WHAT IS A TINGLY BRAIN?
“Brain tingles” often describes the reaction of ASMR. A brain massage can be an unexpected fulfillment. The static sensation is translated along the neck, across the shoulders and up the scalp. According to Craig Richard, a professor with a Ph.D. of physiology at Shenandoah University in Virginia and founder of ASMR university, this physiological reaction has existed way before the digital age. Through whispering, personal attention, crisp sounds and slow movement as reported triggers.
MIRROR NEURON THEORY
Between the ages of 5 and 10, most people seem to feel ASMR for the first time, reports the medical advisory board from sleepfoundation.org. Through the ´mirror neuron theory´, viewer observe another person performing a task whilst having the feeling – a neurological response – that it is themselves doing it. This therapeutic practice gives us the chance to pause our frayed nerves from scrolling. We can vault our attention span. Easing stress and tension, falling as sleep to slime molds, crunching cornstarch or cake mirror glazing.

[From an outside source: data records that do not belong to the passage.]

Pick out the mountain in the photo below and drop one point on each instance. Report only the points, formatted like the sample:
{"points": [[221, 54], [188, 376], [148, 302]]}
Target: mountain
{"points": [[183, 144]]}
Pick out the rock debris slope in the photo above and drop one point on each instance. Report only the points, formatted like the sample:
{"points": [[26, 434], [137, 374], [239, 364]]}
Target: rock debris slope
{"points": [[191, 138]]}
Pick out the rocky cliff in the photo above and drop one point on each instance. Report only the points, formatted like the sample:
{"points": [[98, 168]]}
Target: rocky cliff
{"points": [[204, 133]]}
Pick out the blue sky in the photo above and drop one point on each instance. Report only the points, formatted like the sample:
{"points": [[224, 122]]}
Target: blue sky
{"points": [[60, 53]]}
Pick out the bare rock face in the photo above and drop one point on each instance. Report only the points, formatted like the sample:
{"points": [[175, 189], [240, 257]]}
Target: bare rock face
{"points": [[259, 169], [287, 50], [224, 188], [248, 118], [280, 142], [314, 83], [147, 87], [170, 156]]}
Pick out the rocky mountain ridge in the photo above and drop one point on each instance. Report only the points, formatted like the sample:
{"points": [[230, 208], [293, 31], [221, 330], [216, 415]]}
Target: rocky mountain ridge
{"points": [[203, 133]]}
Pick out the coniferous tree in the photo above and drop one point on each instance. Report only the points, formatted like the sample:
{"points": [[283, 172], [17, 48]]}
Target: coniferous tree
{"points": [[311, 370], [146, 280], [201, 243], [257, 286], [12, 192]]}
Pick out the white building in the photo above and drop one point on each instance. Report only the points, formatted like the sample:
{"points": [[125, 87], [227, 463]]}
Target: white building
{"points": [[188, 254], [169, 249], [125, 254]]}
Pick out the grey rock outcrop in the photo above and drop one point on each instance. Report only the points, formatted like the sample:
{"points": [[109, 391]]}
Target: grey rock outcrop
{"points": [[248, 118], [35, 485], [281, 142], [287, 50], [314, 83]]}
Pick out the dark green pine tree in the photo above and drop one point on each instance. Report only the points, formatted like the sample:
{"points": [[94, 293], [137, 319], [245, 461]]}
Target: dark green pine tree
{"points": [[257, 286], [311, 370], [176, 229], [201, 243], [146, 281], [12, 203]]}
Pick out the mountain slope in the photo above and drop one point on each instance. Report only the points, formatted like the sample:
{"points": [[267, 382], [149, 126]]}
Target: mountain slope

HOW CAN WE HAVE “GOLDILOCKS FEELINGS”?
Muffled chatter, slicing soap cubes and linocut techniques – slowly moving textures can be mesmerizing. Artist Cole Newman plays with circular movements to make a flying bucket paint the picture. The pendulum moves like a spiral atom when it generates a pattern in the void between symmetry and asymmetry. Psychologists have defined this sense of satisfaction as Goldilocks feelings. This perception of accomplishing better than expected has a direct impact on affect, mood, and error dynamics.
Looking at the ACE theories – achievement, competence and affectance – we are instantly rewarded with a temporary relief when dopamine and serotonin is released into our brains. When sensing, chemicals like endorphins and oxytocin, we receive feels of relaxation. “Quantastic” is a YouTube platform offering these soothing screens to the oddly satisfying community. Consisting of around 300 oddly satisfying videos in a one hour video. From liquids and particles to engineering and sculpting – child like our eyes can enter the macro worlds.